The New Wonders, a New York City based septet led by cornetist Mike Davis, vividly invoke America’s Jazz Age during the 1920s, when jazz was the soundtrack for dramatic national changes and played a central part in people’s dreams, adventures and romances. Exquisite attention to musical detail and the band’s deep passion for the original recordings is evident in each performance. Named for the model of cornet played by the enigmatic genius Bix Beiderbecke, the New Wonders craft each song as if it were a 78rpm record, and the result has been praised by Downbeat Magazine and the New York Times.

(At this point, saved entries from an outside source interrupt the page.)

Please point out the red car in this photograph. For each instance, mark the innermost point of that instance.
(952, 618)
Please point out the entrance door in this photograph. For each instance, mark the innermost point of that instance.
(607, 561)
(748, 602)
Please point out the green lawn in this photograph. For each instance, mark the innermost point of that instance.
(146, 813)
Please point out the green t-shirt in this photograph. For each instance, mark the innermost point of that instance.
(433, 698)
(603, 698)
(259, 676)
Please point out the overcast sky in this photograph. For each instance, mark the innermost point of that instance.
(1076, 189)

Inspired by the noble jazz pioneers Louis Armstrong, Bix Beiderbecke, Duke Ellington, Jelly Roll Morton and their colleagues, David Ostwald’s Louis Armstrong Eternity Band breathes life and passion into America’s own great art form. Legendary record producer George Avakian describes the band in this way: “There has never been a band quite like this one. Most groups, past and present, stick to one style. Some current groups attempt to recreate early recordings in their entirety. These guys do neither. Inspired by divergent bands of the 1920s and 30s, you’ll hear them swing a variety of styles in music by a wide range of composers, always true to the joy and heart of the music.”

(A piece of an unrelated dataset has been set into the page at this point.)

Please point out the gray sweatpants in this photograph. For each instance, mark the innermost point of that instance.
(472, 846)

Vince Giordano and the Nighthawks was formed out of Giordano’s passion for music from the 1920’s & 30’s and the people that made it. He has amassed an amazing collection of over 60,000 band arrangements, 1920’s and 30’s films, 78 recordings and jazz-age memorabilia. Giordano sought out and studied with important survivors from the period; Whiteman’s hot arranger Bill Challis and drummer Chauncey Morehouse, as well as bassist Joe Tarto among others. Giordano’s passion, commitment to authenticity, and knowledge led him to create a sensational band of like-minded players, the Nighthawks. For over 40 years, Vince Giordano has single handedly kept alive a wonderful genre of American music that continues to spread the joy and pathos of an era that shaped our nation. On this concert, Vince will be playing performances of jazz artists who were on 52nd St. in the 1930’s: Rex Stewart, Coleman Hawkins, John Kirby and others.
Colin Hancock is making serious waves in the early jazz community. Hancock, a recent graduate of Cornell University, discovered the music of Bix Beiderbecke and the magic of hand-cranked phonographs at an early age. His fascination with old jazz records and the machines on which they were played was no passing childhood fad; his musical and mechanical interests, encouraged by his parents and teachers, persisted and intensified.
Many of this year’s festival artists were announced on February 11th and by going on our website, you will find the names of old friends and new faces.
See you at the Fort August 7-9, 2020. Don’t lose the beat.